Get this. Worship isn’t just about what happens on Sunday morning. Spiritual worship goes on in the body, in your day to day life, when you arise in the morning, and when you lie down in your beds at night. That’s why the catechism would have you make the sign of the cross and invoke the Name of God. Every day, not just Sunday. LIfe is liturgy for the baptized. This is more than “doing good works,” which sounds like drudgery. This is liturgy – playful, joyful, exuberant, living large before God, embracing His gifts, putting them to use, serving others, giving yourself away because you have nothing to lose.
That means a new way of thinking, which is what repentance is all about. A change of thinking. No longer conformed to this world’s way of thinking but transformed by a renewed mind. LIfe as liturgy means we don’t think the same as the world because we have the mind of Christ, which changes your perspective on things. The world couldn’t care less about God or what pleases Him, but we are constantly testing what is and isn’t good and acceptable and perfect. That makes us baptized believers a bit of an oddity in this world. “In the world but not of the world.” Sometimes even a little “out of this world.” But we’re in Christ now, He’s our life, and that changes things considerably.

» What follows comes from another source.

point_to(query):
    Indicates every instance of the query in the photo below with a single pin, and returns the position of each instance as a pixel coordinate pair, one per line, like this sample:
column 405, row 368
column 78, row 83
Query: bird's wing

As liturgists in the liturgy of life, we need to see ourselves in a sober light, not think more highly of ourselves than the old Adam in us would have us think. Liturgists need to be servants of the liturgy, not masters. We serve the One who served us to His death and who serves us His own Body and Blood. Jesus came not to be served but to serve. That’s what a liturgist does, he serves. In the liturgy of life, we serve others, and in others, especially the least, the lost, and the lowly, we serve Christ.
A liturgy has a variety of servants – preachers, cantors, readers, assistants, acolytes. A team working together as one. A body has many diverse members – fingers, toes, eyes, ears, nose, organs, bones. Not everything is the same thing. Not everyone is the same as the next. We have different gifts, but we all are gifted in some way.
The liturgy of life begins in the divine service, in the congregation. It moves out into the home and society and work, but it begins where the body of Christ is gathered to hear and eat and drink together as a body. And within that body, there are a diversity of ways in which we offer our bodies as living sacrifices. Some preach, others serve, teach, encourage, give, govern, do works of mercy. Some teach the kids in Sunday School, some balance the books, some encourage others with phone calls, cards, letters, prayers. I preach and preside. We may not be a well-oiled machine or some slick corporation, but we are the body of Christ and the baptized family of God.
Living sacrifices. Priests offer sacrifices. And that’s what you are. Priests. Not everyone is a pastor or a deacon or an elder. But every baptized believer in Christ is a priest to God in priestly service to his or her neighbor. That’s the main reason why the word “priest” is used only of the Christian in the NT. You are baptized to be a priest to God in the priesthood of Christ. And the offering you lift up is your bodies, a living sacrifice, not for sin but rescued from sin, made holy and acceptable through Jesus’ sacrifice of His body on the cross.
Let us give thanks to the Lord our God, in all times and in all places. It is good and right so to do.